PATIENTS AND METHODS

This was a single-center retrospective cohort of patients with mUC treated with SG after prior exposure to EV between April 2021 and November 2023. Clinical data were collected by chart review. Response to SG [complete response (CR), partial response (PR) and stable disease (SD)] was the primary endpoint and confirmed by radiologist evaluation using RECIST v1.1. Progression-free survival (PFS) and overall survival (OS) were calculated using the Kaplan-Meier method.

RESULTS

A total of 82 patients were identified. Median age was 71 years, 70% were male, 37% had upper tract primaries and 93% had visceral disease. The median number of prior treatment lines was 3 (range 1-8), and 68% received SG directly after EV. The observed response rate (ORR) was 11% [95% confidence interval (CI) 5.2% to 20%], with no CRs; median PFS was 2.1 months (95% CI 1.9-2.5 months), and median OS was 6.0 months (95% CI 4.5-6.9 months).
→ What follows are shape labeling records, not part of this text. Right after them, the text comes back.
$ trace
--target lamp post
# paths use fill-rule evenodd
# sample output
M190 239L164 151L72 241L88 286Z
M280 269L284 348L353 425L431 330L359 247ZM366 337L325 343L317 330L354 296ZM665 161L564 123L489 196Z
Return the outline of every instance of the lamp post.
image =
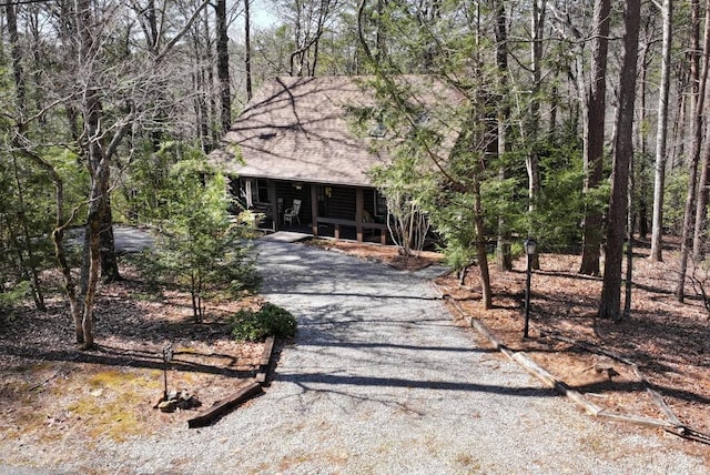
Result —
M523 241L523 245L528 259L528 271L525 281L525 329L523 330L523 337L527 338L529 337L528 330L530 326L530 277L532 276L532 256L537 251L537 242L532 238L528 238Z

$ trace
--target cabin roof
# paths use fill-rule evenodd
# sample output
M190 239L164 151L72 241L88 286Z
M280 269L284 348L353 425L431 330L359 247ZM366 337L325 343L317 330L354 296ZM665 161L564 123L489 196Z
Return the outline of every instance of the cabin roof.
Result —
M227 173L276 180L369 186L367 171L390 162L378 124L357 133L353 111L376 108L368 77L274 78L246 104L223 144L210 154ZM397 77L419 104L460 99L434 77ZM386 134L384 137L386 139ZM242 160L239 160L241 156Z

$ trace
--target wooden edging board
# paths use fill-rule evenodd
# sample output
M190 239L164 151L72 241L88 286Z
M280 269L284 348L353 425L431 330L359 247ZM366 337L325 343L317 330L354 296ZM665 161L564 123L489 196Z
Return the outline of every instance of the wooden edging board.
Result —
M257 394L261 394L264 390L262 390L262 385L258 384L255 380L248 380L243 383L240 390L225 397L222 401L217 401L214 403L212 407L205 411L203 414L200 414L196 417L193 417L187 421L187 427L204 427L206 425L212 424L214 421L223 416L224 414L232 411L237 405L243 402L254 397Z
M275 341L276 338L273 336L266 338L262 356L258 361L258 371L253 380L246 380L242 382L234 394L223 398L222 401L217 401L204 413L189 420L187 427L195 428L210 425L217 418L222 417L224 414L234 410L240 404L263 393L264 390L262 386L264 385L264 383L266 383L267 380L268 365L271 364L271 357L272 353L274 352Z
M444 297L449 303L452 303L452 305L460 313L460 315L463 317L467 316L466 312L464 312L464 310L460 307L460 305L458 305L458 303L455 300L453 300L450 297L447 297L446 295ZM488 327L486 327L477 319L470 317L469 322L470 322L470 326L476 329L476 331L481 336L484 336L496 350L499 350L501 353L504 353L510 360L513 360L516 363L518 363L520 366L523 366L526 371L528 371L530 374L536 376L538 380L540 380L547 386L552 387L557 392L559 392L560 394L565 395L567 398L569 398L575 404L577 404L582 410L585 410L588 414L591 414L595 417L607 418L609 421L631 423L631 424L636 424L636 425L642 425L642 426L646 426L646 427L659 427L659 428L663 428L663 429L667 429L667 431L673 431L673 429L678 428L677 425L673 424L672 422L661 421L661 420L651 418L651 417L640 417L640 416L635 416L635 415L630 415L630 414L617 414L617 413L611 413L609 411L606 411L606 410L599 407L598 405L596 405L595 403L589 401L587 397L585 397L585 395L582 393L570 388L562 381L559 381L557 377L555 377L548 371L542 368L540 365L538 365L536 362L534 362L527 354L525 354L525 352L513 352L513 351L510 351L503 342L500 342L488 330Z

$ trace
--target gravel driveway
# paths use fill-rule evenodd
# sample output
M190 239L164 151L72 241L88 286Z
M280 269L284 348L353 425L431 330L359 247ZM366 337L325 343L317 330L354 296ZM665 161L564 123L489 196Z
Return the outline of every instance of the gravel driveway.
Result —
M264 295L300 324L265 394L210 427L101 443L88 465L170 474L710 473L680 451L682 441L594 421L477 344L422 275L301 244L260 247Z

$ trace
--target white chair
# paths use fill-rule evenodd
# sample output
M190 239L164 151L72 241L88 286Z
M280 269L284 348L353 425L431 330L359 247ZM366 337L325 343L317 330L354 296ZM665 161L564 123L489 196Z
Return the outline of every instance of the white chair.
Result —
M293 206L286 208L284 211L284 224L288 223L288 225L293 226L293 220L296 220L296 222L301 224L301 218L298 218L300 211L301 200L293 200Z

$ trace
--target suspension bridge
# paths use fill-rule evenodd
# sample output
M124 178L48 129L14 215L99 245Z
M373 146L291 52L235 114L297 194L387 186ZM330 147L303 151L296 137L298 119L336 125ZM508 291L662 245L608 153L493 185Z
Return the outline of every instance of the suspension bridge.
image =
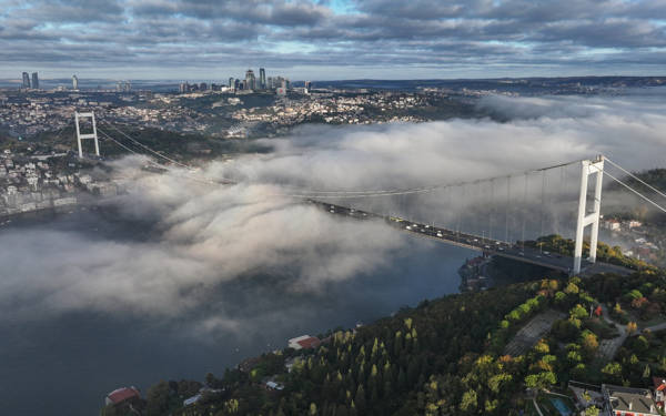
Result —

There was no association between response to EV and outcomes with SG. Sequencing SG directly after EV was associated with improved ORR (P = 0.024) and PFS (hazard ratio 0.46, P = 0.019) but not OS. Primary prophylactic granulocyte colony-stimulating factor was administered in 70% of patients and was not associated with lower risk of neutropenia. G3-4 neutropenia and anemia each occurred in 36% of patients. Adverse events leading to SG discontinuation occurred in 5% of patients; there were no treatment-related deaths.

CONCLUSIONS

SG resulted in limited clinical efficacy in our large cohort of real-world advanced mUC patients with prior exposure to EV.